Памятником нереализовавшейся перспективы стоит в конце Ленинского проспекта великолепное современное здание, скрытое от постороннего глаза в березовой роще. Здание предназначалось для проведения многосторонних встреч, строилось оно пять лет и было завершено лишь к маю 1991 года. Представители нескольких иностранных разведок, приезжавших в Москву на переговоры с ПГУ, успели пожить в этом доме. Им будет, видимо, интересно узнать, что именно там проходили некоторые совещания заговорщиков накануне августовских событий в Москве. Круг официальных, но негласных связей ПГУ с иностранными разведками весьма широк. Профессия накладывает свой отпечаток на человека. В числе многих коллег, с которыми пришлось познакомиться в последние годы, нет ни одного, кто вызывал бы малейшее чувство неудовлетворенности. Общение с ними было полезно и неизменно приятно. Мне жаль, что не могу назвать их имен. Они работают. В отличие от меня.
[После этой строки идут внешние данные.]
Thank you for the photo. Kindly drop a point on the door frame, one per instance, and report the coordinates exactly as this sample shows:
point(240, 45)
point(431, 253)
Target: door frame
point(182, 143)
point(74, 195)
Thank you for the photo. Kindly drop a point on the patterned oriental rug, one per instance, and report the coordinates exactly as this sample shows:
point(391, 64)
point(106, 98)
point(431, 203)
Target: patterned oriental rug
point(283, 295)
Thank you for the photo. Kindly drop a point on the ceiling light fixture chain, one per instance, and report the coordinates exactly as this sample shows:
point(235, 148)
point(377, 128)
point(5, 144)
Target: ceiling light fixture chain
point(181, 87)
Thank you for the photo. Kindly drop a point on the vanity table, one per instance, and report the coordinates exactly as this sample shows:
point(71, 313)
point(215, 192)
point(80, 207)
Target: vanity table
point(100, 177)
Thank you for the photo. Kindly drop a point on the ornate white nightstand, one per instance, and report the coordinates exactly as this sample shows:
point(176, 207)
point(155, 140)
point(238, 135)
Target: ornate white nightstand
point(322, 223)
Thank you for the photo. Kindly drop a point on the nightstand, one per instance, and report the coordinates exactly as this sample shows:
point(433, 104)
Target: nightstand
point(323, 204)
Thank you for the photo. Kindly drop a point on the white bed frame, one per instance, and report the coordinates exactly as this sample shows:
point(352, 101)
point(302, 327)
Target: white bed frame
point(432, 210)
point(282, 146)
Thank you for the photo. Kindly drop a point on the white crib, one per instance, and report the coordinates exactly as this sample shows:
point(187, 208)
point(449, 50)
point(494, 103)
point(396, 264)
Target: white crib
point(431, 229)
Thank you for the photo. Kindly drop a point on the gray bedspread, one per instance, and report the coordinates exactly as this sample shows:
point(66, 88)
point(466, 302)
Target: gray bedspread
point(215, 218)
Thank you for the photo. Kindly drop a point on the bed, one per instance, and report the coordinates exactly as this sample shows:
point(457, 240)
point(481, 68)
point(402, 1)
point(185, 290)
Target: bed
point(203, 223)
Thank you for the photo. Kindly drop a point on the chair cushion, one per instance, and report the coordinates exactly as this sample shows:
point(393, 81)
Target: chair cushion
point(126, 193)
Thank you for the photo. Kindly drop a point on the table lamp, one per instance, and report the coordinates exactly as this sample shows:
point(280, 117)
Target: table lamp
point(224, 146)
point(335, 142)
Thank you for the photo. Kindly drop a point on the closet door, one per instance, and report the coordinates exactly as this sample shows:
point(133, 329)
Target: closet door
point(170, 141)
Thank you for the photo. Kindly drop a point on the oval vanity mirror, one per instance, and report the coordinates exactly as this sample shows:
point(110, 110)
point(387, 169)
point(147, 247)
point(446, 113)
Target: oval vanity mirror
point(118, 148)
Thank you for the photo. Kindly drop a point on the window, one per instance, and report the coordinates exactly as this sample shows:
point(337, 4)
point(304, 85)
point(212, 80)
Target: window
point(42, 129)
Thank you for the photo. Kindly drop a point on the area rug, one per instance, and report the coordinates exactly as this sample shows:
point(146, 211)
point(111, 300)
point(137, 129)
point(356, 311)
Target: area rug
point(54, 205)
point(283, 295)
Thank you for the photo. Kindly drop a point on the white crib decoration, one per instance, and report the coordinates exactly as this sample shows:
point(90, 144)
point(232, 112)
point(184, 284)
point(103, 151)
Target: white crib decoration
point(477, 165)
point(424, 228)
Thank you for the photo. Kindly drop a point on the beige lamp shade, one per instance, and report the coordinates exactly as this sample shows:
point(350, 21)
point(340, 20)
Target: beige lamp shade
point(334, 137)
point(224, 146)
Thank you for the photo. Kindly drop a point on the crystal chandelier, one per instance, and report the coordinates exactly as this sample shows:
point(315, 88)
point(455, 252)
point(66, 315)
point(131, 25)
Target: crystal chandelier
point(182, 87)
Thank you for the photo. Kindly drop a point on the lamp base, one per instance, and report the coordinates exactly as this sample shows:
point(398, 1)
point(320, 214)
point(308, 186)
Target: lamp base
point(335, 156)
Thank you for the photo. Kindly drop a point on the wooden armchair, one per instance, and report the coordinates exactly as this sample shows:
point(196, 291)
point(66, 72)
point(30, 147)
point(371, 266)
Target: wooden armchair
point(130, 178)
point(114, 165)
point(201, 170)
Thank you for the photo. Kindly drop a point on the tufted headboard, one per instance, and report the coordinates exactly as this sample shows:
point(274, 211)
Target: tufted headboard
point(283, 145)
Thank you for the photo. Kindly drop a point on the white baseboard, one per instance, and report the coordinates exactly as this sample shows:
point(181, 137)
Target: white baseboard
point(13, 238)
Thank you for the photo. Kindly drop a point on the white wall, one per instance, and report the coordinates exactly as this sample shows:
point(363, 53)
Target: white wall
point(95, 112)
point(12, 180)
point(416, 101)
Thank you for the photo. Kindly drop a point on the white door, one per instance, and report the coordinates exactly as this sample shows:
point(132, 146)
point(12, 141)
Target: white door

Май 1989 года. Короткая поездка в Прагу вместе с новым представителем КГБ при Федеральном министерстве внутренних дел ЧССР Б.Н. Воскобойниковым. Мы знакомимся с чехословацкими коллегами, обсуждаем состояние нашего взаимодействия с недавно назначенным начальником чехословацкой разведки Водражкой. Настроение у коллег пасмурное. Неопределенность внутриполитической ситуации, нарастающее оппозиционное движение и неловкие попытки руководства КПЧ не допустить повторения Пражской весны 1968 года деморализуют разведку. Чехословакия испытывает экономические трудности, ассигнования на разведывательную деятельность урезаются, предстоит сокращение личного состава МВД. Коллеги весьма приветливы и дружелюбны, но у меня складывается впечатление, что они утратили интерес к работе и настороженно прислушиваются к биению сердца собственной страны.
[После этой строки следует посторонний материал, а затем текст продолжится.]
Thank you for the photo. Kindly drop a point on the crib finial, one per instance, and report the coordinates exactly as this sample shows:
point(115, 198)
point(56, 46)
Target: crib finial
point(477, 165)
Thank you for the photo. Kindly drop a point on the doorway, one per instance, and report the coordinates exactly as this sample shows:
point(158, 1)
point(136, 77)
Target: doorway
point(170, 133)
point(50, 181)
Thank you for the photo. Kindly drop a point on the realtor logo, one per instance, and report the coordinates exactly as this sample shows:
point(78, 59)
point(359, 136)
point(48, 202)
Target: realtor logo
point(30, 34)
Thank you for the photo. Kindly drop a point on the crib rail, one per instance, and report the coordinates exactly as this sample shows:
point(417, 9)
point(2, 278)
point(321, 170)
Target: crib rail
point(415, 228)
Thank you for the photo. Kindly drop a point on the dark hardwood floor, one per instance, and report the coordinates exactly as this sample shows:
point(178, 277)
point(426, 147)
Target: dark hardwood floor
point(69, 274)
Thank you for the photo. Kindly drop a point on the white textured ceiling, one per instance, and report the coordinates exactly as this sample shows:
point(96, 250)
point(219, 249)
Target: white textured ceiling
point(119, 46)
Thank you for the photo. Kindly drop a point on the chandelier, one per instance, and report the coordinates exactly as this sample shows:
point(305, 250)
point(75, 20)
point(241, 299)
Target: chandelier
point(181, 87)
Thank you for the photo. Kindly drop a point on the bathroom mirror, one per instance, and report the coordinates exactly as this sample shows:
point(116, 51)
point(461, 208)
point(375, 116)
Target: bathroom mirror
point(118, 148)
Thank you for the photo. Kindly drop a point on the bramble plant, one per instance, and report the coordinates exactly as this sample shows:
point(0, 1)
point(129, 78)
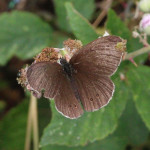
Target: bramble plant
point(123, 124)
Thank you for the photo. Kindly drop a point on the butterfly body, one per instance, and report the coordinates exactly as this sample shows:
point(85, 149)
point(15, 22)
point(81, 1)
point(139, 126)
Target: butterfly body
point(67, 68)
point(84, 80)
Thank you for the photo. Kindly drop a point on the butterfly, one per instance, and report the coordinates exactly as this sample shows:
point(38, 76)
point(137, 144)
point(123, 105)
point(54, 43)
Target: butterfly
point(83, 82)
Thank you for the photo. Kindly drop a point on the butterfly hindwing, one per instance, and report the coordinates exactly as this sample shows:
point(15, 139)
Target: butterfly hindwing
point(50, 77)
point(93, 65)
point(44, 76)
point(94, 92)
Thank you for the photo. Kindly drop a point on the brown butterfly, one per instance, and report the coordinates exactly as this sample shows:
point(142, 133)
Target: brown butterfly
point(83, 82)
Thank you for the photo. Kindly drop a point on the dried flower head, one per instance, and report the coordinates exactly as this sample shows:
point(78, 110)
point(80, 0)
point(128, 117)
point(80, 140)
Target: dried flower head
point(145, 24)
point(47, 54)
point(121, 46)
point(72, 46)
point(22, 79)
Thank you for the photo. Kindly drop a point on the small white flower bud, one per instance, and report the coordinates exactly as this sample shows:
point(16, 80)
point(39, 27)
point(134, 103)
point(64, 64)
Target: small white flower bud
point(145, 24)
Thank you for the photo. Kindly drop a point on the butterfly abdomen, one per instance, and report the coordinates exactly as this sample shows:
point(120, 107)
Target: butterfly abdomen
point(67, 68)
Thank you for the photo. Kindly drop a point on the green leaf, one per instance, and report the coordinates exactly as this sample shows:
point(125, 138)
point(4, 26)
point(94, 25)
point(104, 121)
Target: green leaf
point(13, 128)
point(81, 28)
point(90, 127)
point(117, 27)
point(115, 143)
point(139, 82)
point(131, 127)
point(85, 8)
point(23, 34)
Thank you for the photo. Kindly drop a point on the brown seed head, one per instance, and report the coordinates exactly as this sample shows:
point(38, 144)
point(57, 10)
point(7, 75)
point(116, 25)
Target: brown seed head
point(22, 78)
point(72, 46)
point(47, 54)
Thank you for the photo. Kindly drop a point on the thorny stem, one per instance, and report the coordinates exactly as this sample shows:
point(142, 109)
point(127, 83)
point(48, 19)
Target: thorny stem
point(35, 123)
point(137, 53)
point(32, 123)
point(103, 13)
point(29, 128)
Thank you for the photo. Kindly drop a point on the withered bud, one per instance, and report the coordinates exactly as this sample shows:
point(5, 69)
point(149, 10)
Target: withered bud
point(47, 54)
point(72, 46)
point(121, 46)
point(22, 79)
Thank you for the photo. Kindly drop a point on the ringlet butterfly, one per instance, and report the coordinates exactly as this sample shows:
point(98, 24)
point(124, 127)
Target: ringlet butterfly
point(81, 82)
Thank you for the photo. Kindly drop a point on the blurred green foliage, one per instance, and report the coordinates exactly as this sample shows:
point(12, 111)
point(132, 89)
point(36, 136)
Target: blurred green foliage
point(124, 121)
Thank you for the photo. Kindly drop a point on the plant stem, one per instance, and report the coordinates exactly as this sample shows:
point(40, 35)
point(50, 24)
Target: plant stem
point(103, 13)
point(137, 53)
point(32, 123)
point(35, 123)
point(29, 127)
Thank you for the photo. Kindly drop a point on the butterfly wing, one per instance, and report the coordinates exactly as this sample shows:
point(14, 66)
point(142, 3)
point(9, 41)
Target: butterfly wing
point(66, 102)
point(93, 65)
point(99, 57)
point(94, 91)
point(44, 76)
point(50, 77)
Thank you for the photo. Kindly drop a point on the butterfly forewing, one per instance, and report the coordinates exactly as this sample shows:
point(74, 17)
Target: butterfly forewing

Интерес к ситуации в Советском Союзе у всех весьма велик. Мы настроены оптимистически и пытаемся передать свое настроение коллегам — Советский Союз пройдет сложный период и выйдет из него обновленным, демократическим, экономически сильным. Содружество социалистических государств не исчерпало свой позитивный потенциал и должно сплотиться на новой основе. Соратники воспринимали наши разъяснения внимательно, но без энтузиазма. Их политический опыт был богаче нашего.
Не вызывали у друзей отклика и наши ссылки на сохраняющуюся опасность со стороны США и Запада. Во всяком случае, вопрос о взаимодействии в работе по «главному противнику» не возникал.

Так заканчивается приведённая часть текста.